In use, we found that the HTC One’s performance was impressive in low-light conditions, and that its flash provided an even and fairly natural-looking spread for even better low-light versatility. However, the lower resolution of the sensor becomes quite apparent in good lighting conditions.
The HTC One can’t produce the same sort of detail-filled shots as the high-end smartphone competition, and its relatively noisy. Next to an iPhone 5, which has a comparatively straightforward sensor, the HTC One’s daylight shots feature a relatively poor level of detail. It’s only in poor lighting that the HTC claims an easy victory.
The HTC One also has a tendency to overexpose brighter areas in photos, especially if it is trying to compensate for dodgy lighting.
Its camera app offers a solid array of features, including HDR and panorama. And it’s capable of recording video in HDR, with either locked focus or continual/touch focusing during shooting. It uses stabilisation when shooting video too, which helps mitigate for the juddering of shaking hands or moving bodies.

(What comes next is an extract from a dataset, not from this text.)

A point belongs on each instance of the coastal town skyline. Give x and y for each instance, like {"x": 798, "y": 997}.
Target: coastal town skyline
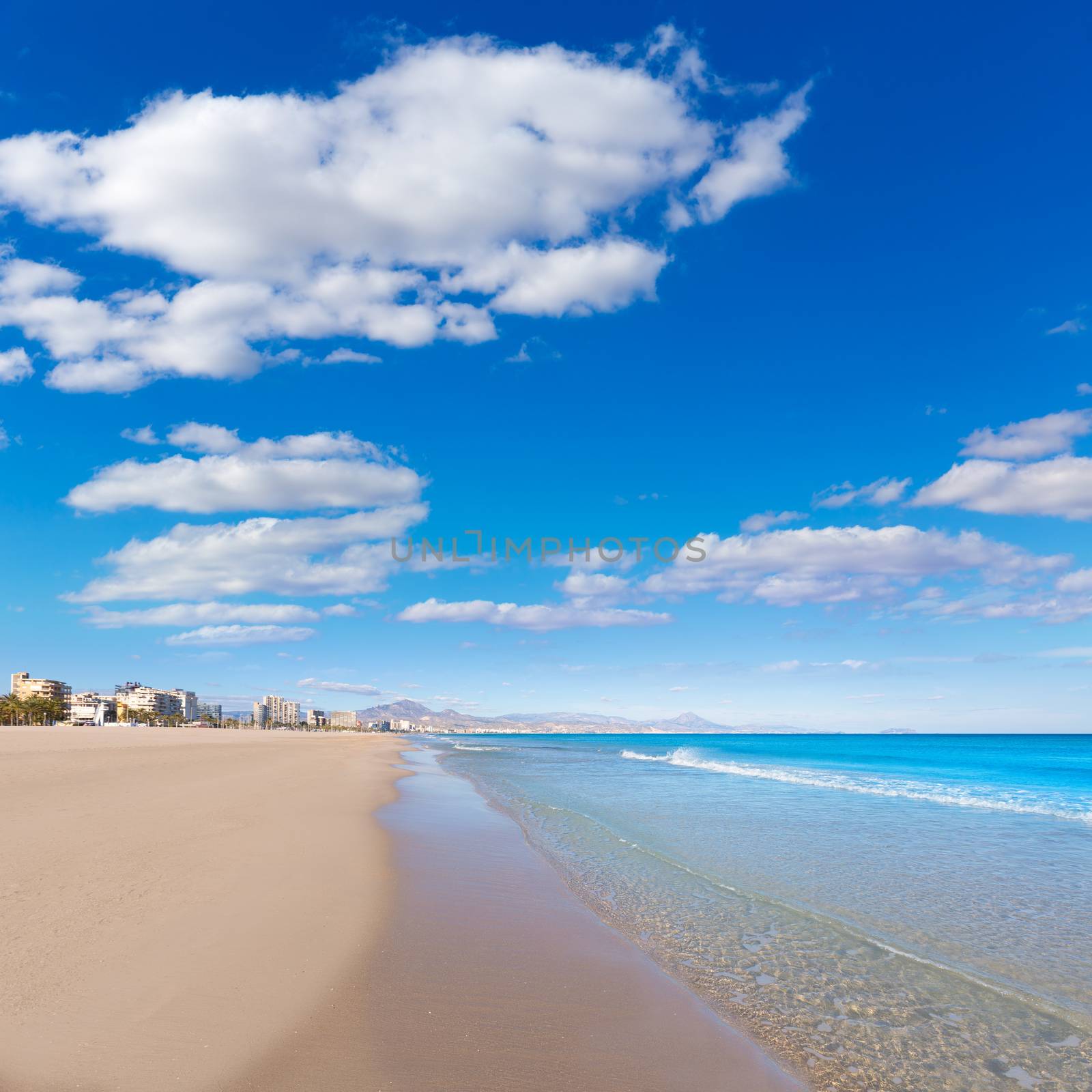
{"x": 224, "y": 420}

Ultimately, the HTC One camera hardware is a slight disappointment, but it is very versatile.
HTC One - Zoe
The headline camera software feature is something known as Zoe. It’s a distinct shooting mode that captures a short video clip and a still at the end.
These video clips are then used in the HTC One’s image gallery, making it seem much more “alive” than the plain old camera roll gallery. It’s a feature that has gained a lot of attention, but we found that using it felt a mite awkward.
The issue is that shooting in Zoe mode doesn’t feel like standard shooting as, unlike some compact cameras that shoot video covertly, it makes it feel like you’re shooting short video clips rather than stills. The immediacy of that shutter click is lost, which is a shame. To counter this, the HTC One would have to shoot video constantly in the background whenever the camera app is running and simply harvest the second or so before the shutter press.
Zoe is a neat idea, but like the UltraPixel tech, it feels like it needs a generational update or two before it yields the results it should be capable of.
The social potential of Zoe is particularly impressive, as you can share the stitched-together clips online with the help of an easy-to-share web link. However, we simply felt much more comfortable when shooting in “normal” mode, and we think a lot of people will feel the same way.